17 thoughts on “ESP32 Inkplate Gives Kindle Displays A Second Chance

  1. Does this have HDMI/VGA/DVI inputs? I could imagine general use e-apepr display being very popular, not just for custom device applications with a pi but also for general use with any PC, outputting to an e-ink monitor. The existing e-paper monitors retail at over £500 so being at around £100 and having about the same size screen I suspect this would do pretty well commercially as well as for the hobbyist market.

    1. e-ink displays can’t really do “video” due to the way and speed that they refresh. They aren’t measured in FPS, FPM might be more appropriate. You might get 20-30 refreshes every minute. e-ink displays are more suited to things like e-readers where the display only needs to update every time you finish reading a page. Or perhaps some kind of status display that only needs to update say every 5min or on a status change. Things like store shelf price tags, conference room upcoming meeting booking displays etc. I have one here at home that uses an ESP-32 to pull weather data from the internet and it updates every 15min. between updates both the display and ESP32 go into deep sleep mode. It runs of a 1200mah lipo cell for about 2 months.

      1. Waveshare seems to think there’s a market for their eink displays that have HDMI in. The refresh is 5hz. The use case is actually reading as with an ebook, so while they are good for say, coding (some people, not me I like my coloured syntaxes) reading pdfs, or web pages without lots of moving pixels, buyers of these screens are not expecting to watch video.

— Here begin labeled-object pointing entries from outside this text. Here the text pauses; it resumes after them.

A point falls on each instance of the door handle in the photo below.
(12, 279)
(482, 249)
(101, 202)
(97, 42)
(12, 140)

    1. Yeah, I got the 6 inch and am happy with it but if you want it illuminated you have to do the side/edge mounted front lighting like is done on the kindles, shouldn’t be too hard though since you’ll also be making your own frame/case

      1. You also can’t backlight an e-ink display at all due to how they work. They work by electric charges moving colored particles towards the front or back of the display though an opaque suspension. If you looked at the back of an e-ink display it has a negative image of what is on the front. It you put a backlight on it all the light would still be blocked.

  2. Too bad they don’t offer a “bring your own display” option.

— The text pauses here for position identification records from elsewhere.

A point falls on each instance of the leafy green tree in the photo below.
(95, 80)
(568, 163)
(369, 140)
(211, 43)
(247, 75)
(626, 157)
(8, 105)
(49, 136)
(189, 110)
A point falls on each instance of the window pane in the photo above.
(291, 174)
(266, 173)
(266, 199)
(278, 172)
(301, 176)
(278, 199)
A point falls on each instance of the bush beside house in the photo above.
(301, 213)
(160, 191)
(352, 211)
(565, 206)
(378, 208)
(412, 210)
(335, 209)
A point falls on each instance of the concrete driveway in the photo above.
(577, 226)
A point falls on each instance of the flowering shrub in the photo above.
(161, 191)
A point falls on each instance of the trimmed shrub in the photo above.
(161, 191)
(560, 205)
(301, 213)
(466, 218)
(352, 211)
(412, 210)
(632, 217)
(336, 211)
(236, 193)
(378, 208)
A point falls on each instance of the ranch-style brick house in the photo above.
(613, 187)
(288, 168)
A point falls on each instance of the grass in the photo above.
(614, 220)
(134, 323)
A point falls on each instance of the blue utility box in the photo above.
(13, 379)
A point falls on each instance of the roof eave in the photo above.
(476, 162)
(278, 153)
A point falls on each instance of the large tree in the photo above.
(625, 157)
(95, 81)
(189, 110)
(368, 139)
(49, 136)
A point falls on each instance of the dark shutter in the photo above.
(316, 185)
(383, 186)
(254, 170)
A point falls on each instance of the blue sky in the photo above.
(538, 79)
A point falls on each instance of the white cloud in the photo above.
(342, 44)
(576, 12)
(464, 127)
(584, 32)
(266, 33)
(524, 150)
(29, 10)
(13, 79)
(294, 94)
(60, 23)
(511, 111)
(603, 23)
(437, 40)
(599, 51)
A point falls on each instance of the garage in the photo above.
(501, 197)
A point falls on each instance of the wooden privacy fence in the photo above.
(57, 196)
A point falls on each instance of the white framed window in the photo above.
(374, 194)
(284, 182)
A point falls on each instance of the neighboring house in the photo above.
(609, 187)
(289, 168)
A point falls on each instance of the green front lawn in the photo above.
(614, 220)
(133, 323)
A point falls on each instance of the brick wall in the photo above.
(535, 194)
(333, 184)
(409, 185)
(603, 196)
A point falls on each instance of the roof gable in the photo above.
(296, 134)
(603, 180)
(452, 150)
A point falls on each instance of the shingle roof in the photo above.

    I’m curious how the recycling logistics work. Sourcing large numbers of refurbished screens sounds like a supply chain and QA nightmare.

    Or maybe the HAD headline is misleading and these displays are new parts. Their campaign doesn’t mention recycling.

    1. Check github.. OSH files for the 6 inch are there and there is an empty project page for the inkplate 10. As for the recycling well all those amazon returns and trade ins have to go somewhere. of course kindles dont come with a 9.7 screen, these look like onyx screens which are on ali for around 50 bucks.